For the attack on distributionally smoothed classifiers, we adapt code from Salman et al. 2019, in the code_smooth_adv directory. Use the following scripts:

```
code_smooth_adv/test_base_attack.py cifar10 [checkpoint directory] [noise standard deviation] [output directory] --skip 10  --batch 400 --N 100  --attack PGD --epsilon [attack epsilon * 255] --num-steps 20 --num-noise-vec 128 
```
 This will attack the smoothed classifier. Be sure to match the noise specified with the noise that the model was trained under (i.e., use 0.25 for the model trained with sigma = 0.25 noise). The attack epsilon is scaled by a factor of 255 (i.e, use 255.0 instead of 1.0).  Use the option "--alt-loss" to use the alternative loss function introduced in the paper, rather than the Salman et al. loss function.
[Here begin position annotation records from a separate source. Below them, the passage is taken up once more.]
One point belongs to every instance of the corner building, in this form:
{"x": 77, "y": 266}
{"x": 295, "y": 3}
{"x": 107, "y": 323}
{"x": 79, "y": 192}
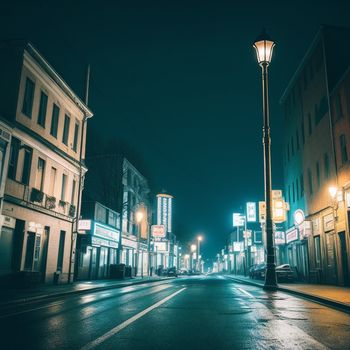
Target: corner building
{"x": 319, "y": 247}
{"x": 43, "y": 179}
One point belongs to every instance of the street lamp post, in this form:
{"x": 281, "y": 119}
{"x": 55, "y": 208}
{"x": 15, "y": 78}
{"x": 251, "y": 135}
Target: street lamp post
{"x": 264, "y": 48}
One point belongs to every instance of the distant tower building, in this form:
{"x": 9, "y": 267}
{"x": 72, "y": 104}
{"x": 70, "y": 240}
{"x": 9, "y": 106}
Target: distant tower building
{"x": 164, "y": 211}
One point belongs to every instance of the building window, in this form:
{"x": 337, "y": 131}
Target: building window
{"x": 39, "y": 179}
{"x": 74, "y": 185}
{"x": 301, "y": 185}
{"x": 28, "y": 261}
{"x": 28, "y": 98}
{"x": 42, "y": 109}
{"x": 54, "y": 120}
{"x": 317, "y": 245}
{"x": 310, "y": 123}
{"x": 13, "y": 161}
{"x": 297, "y": 139}
{"x": 318, "y": 174}
{"x": 61, "y": 251}
{"x": 297, "y": 188}
{"x": 326, "y": 165}
{"x": 53, "y": 181}
{"x": 309, "y": 175}
{"x": 66, "y": 129}
{"x": 64, "y": 187}
{"x": 338, "y": 107}
{"x": 302, "y": 132}
{"x": 27, "y": 162}
{"x": 76, "y": 135}
{"x": 343, "y": 150}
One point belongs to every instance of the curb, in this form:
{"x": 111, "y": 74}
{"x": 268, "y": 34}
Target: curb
{"x": 320, "y": 300}
{"x": 81, "y": 291}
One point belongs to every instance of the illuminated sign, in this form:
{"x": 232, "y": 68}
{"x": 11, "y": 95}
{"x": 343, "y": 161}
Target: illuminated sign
{"x": 106, "y": 232}
{"x": 158, "y": 231}
{"x": 84, "y": 225}
{"x": 251, "y": 212}
{"x": 280, "y": 237}
{"x": 160, "y": 246}
{"x": 238, "y": 220}
{"x": 164, "y": 211}
{"x": 305, "y": 229}
{"x": 299, "y": 217}
{"x": 291, "y": 235}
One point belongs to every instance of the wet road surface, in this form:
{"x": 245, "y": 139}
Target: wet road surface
{"x": 184, "y": 313}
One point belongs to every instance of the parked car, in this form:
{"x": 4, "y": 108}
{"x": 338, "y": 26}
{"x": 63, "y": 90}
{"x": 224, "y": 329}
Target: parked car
{"x": 172, "y": 272}
{"x": 258, "y": 271}
{"x": 284, "y": 273}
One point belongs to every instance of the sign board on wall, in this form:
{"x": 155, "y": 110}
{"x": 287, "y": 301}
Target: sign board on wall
{"x": 291, "y": 235}
{"x": 251, "y": 212}
{"x": 84, "y": 225}
{"x": 158, "y": 231}
{"x": 238, "y": 220}
{"x": 280, "y": 237}
{"x": 160, "y": 246}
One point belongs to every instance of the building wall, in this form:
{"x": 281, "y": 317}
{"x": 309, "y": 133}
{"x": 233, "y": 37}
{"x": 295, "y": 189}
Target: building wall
{"x": 44, "y": 205}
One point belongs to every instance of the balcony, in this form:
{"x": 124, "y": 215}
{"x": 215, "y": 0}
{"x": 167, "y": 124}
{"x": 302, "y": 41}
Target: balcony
{"x": 30, "y": 196}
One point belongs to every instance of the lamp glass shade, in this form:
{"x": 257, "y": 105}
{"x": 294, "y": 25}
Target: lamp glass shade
{"x": 333, "y": 191}
{"x": 264, "y": 49}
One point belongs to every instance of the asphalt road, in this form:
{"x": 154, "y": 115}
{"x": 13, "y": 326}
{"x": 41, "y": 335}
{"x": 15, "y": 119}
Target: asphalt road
{"x": 184, "y": 313}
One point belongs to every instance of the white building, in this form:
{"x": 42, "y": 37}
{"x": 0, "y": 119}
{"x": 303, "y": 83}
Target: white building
{"x": 44, "y": 173}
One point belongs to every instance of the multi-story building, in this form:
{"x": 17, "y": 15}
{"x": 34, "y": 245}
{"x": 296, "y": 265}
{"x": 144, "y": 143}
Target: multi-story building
{"x": 136, "y": 216}
{"x": 98, "y": 241}
{"x": 317, "y": 245}
{"x": 45, "y": 169}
Note that only the PGD attack will work correctly.

```
plot_results_smoothed_attacks_CIFAR10.py 
```

Will plot result, with  smoothed attack results added. test_base_attack.py must first be run for a full range of epsilon values (255/8 through 512 in increments of 255/8), and must also be run for "clean" samples (code_smooth_adv/test_base_attack.py cifar10 [checkpoint directory] [noise standard deviation] [output directory] --skip 10  --batch 400 --N 100).

***

To plot results using the "probabilistic" formulation of the distributional attacker Adv' (Figure 10 in the appendix), for which we do not need to estimate the population Wasserstein distance of the attack but rather can compute it by construction, use the command

```
plot_results_probabilistic_attacker_CIFAR10.py
```

Note that this uses the same raw data from the C&W L2 attack as the standard 'plot_results' script; as with the standard script, code/test_zero_attack.py must be run first, and data will then be read from the output of that command.